O presidente do Sindhotéis, Neuso Rafagnin, está reivindicando ao prefeito de Foz do Iguaçu, Chico Brasileiro, a revisão das novas regras que permitem aos restaurantes funcionamento apenas até as 22 horas. O novo decreto municipal, que entra em vigor na quarta-feira, 15, prejudica diretamente a atividade.

O dirigente afirma que as pouco mais de três horas de funcionamento de um restaurante numa noite são inviáveis, tornando a abertura restritiva mais um pesadelo para os donos dos estabelecimentos que estão amargando graves prejuízos financeiros durante a pandemia do novo coronavírus.

Para Neuso Rafagnin, essas medidas são sem sentido, pois as empresas do setor sempre mantiveram rígidos padrões de segurança com higiene. Agora, com a Covid-19, as atividades adotaram medidas ainda mais rígidas como distanciamento de mesas, uso obrigatório de máscaras, aferição de temperatura e luvas para uso do buffet.

“A gastronomia sofre com o movimento de turistas a zero. Neste mês sofreu mais um golpe com o fechamento por 15 dias e agora esperava que a reabertura trouxesse alguma esperança, mas com esses horários determinados pela Prefeitura o setor continua sofrendo e pode levar a uma quebradeira geral”, alerta o presidente do Sindhotéis.

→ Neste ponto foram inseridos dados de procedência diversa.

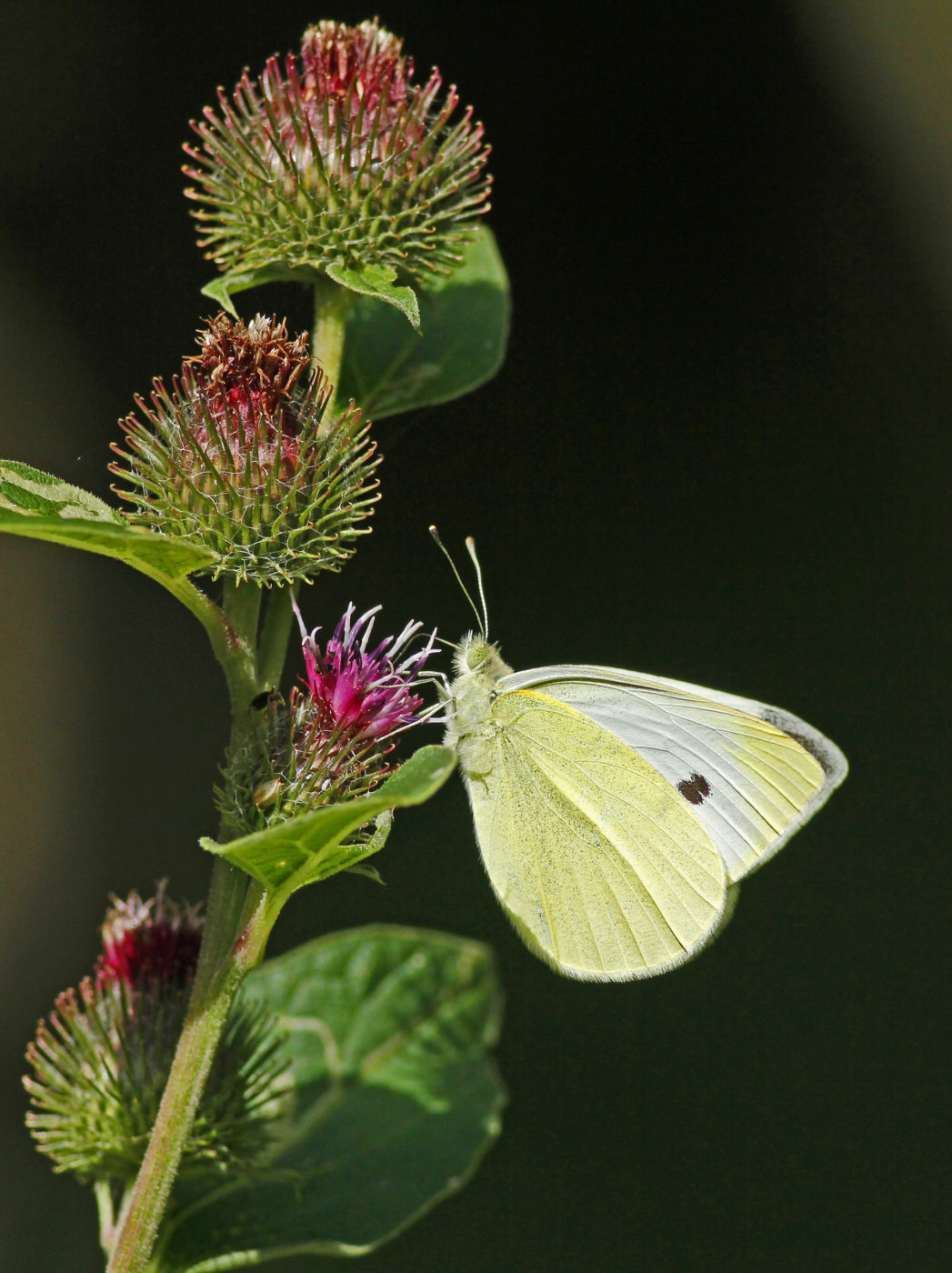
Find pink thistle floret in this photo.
[298,604,436,744]
[95,885,203,989]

Ônibus – Outro problema diz respeito ao transporte coletivo, que encerra às 22 horas. Ou seja, parte das atividades comerciais funcionará até às 22 horas, mesmo horário que encerra o transporte coletivo, então como os trabalhadores voltarão para casa?

Questionado pelo Sindhotéis, o diretor-superintendente do Foztrans, Fernando Maraninchi, respondeu que essa responsabilidade será das empresas, ou seja, mais um ônus sobre o empresário que terá que providenciar transporte privado para seus funcionários retornarem pra casa.

“Está difícil ser empresário no Brasil, particularmente em Foz do Iguaçu. Decretos são emitidos sem ouvir os interessados ou até mesmo de forma desconexa. Se permitem ao comércio e restaurantes funcionar até as 22 horas como podem não prever como ficaria o transporte”, concluiu Neuso Rafagnin.